Well day 11 on Vyvanse and I can definitely see a difference.
The first indicator was that I t decided to try the day without meds. First I dilly dallied around and eventually found myself staring at the shelf in my closet getting distracted by all the colours and had a hard time picking a t-shirt. Couldn’t believe it ! So promptly went to take my pill!
I was able to stay on track despite my day being pretty well derailed due to a car problem. And turns most of the pain of the uti was a result of major PMS ( 2 weeks early) so am feeling much better today. I drank loads of cranberry juice and water yesterday and mostly vegged on the couch, so hoping this will maybe go away on its own.
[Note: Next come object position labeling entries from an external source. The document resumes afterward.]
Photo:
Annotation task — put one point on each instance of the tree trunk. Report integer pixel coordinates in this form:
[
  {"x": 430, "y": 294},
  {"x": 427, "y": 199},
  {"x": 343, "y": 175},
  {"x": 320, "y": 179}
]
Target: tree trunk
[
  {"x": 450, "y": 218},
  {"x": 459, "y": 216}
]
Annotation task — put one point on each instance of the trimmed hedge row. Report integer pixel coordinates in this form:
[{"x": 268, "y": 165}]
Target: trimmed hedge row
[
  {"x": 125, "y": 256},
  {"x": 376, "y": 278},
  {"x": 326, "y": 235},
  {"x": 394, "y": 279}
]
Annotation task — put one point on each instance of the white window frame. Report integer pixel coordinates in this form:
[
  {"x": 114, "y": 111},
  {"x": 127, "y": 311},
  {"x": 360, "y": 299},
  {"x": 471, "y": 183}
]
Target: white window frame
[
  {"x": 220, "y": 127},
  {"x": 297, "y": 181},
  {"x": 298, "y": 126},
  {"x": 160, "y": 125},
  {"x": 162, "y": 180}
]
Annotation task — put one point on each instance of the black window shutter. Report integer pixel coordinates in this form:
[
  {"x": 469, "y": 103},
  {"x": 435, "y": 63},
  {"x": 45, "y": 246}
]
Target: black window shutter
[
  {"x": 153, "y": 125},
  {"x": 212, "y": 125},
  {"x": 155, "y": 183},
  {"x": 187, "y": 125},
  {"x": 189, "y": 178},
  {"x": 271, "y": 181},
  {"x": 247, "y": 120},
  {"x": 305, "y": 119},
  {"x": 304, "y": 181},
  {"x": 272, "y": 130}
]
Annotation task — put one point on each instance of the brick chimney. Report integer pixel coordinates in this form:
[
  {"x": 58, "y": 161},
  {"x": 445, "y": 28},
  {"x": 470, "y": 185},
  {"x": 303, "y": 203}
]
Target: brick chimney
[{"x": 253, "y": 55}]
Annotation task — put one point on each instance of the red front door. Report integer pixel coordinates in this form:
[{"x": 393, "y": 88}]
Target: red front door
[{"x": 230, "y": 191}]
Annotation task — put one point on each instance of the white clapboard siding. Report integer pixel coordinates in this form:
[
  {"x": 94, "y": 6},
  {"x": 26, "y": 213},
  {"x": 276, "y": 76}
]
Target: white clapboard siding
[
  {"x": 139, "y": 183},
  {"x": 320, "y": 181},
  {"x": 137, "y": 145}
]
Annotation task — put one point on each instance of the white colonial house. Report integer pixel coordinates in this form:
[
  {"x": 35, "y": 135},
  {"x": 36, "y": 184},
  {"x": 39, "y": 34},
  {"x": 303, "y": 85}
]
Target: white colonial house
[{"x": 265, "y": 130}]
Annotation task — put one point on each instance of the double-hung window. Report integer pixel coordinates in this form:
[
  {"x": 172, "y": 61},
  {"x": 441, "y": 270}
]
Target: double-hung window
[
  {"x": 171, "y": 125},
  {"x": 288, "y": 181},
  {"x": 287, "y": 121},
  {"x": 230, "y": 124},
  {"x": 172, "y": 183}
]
Only now ironically it looks like my cat has a uti and I was supposed to take her to the kennel tomorrow because we’re going away, so instead of going to the clinic for myself guess I have to work in a trip to the vet into my schedule instead! Now normally I would be stressing at the thought of all this but instead I’m feeling pretty calm and just visualizing what I have to do. Actually got my suitcase packed today as well without too much of a hassle. Packing normally involved lots of lists and this time did it with a minimum of pre-packing project planning. Although, logically I shouldn’t really be so laid back since I have a nice long list of stuff I procrastinated on that I now have to do in the morning!